Nelson Lee: I had been a part of [the project] from a long time ago, so it was just exciting to be a part of it. But it’s a great entrance to come in since we did do it in order, it was a while where I wasn’t working. We had three days of rehearsal, and then we shot for the first week and I could see you guys were excited. [It felt like] we’re in the middle of a war right now.

Elisha Renee Sutton: When Nelson and Gillian [Shure] walked in, their characters were like a breath of fresh air, exactly at the right place at the right time. I’m so glad they didn’t show up the day before because I think we needed them to be fresh in the drama.

What it was like bringing Graham Reynolds into this to do the score? It seems like you were calling your shot a bit by having Micah practice the piano throughout?

Nathan Sutton: I had always envisioned Micah playing the piano as the background music of the party, and I wanted to have a bigger band [doing the score], but you would feel like the music is coming from Micah playing the piano. Through a producer connection, we were able to land Graham Reynolds, who was just unbelievable. He elevated this movie in a way that it’s really indescribable. Once he came in and he watched the movie, he liked what we were doing, and he sent me a couple pieces [first] and then he sent me the score, and I was literally in tears when I first heard it because I don’t know how he did it, but at this point, they’re inseparable to me — I can’t hear the score without seeing the movie, and I can’t see the movie without hearing the score.

What’s it like getting to the finish line with it and starting to get it out into the world?

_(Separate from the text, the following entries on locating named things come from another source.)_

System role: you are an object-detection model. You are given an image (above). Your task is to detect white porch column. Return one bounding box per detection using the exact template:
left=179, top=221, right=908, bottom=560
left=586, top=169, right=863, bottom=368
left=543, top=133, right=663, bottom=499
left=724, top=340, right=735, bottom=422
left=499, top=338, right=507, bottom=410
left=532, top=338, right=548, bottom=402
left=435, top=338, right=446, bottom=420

Elisha Renee Sutton: It’s a little scary when you make a piece of art because you don’t know how people are going to receive it, and you’re just making the thing that you set out to make. You put your heart and your soul into it, and then you have to share it with the world, so it’s like, “Oh. I’ve been here making this beautiful bread. Are people going to eat it? Are they going to like it?” But that’s not really up for us to decide.

Nathan Sutton: There’s also something called the post-feature blues that as soon as you’re done, you’re like, “I need to do another one right now,” so, we’re actively trying to get the next thing off the ground, but I think it’s incredibly unique to be able to work with some of our best friends in this capacity. We all got to make a little money and play together and do something that I think is really meaningful for all of us, not necessarily the material, but the process. The scene between Neil and Nelson is something that Elisha and I wrote specifically for them, and every time I see the scene, it breaks my heart in such a great way because this is the reason we made this movie — to get two friends who have known each other for 20 years to be able to do a scene together that, in some ways, reflects their lives. It’s art imitating life and vice versa.

“New Year” opens on December 15th in New York at the Film Noire Theater in Brooklyn and in Los Angeles at the Laemmle Monica Film Center.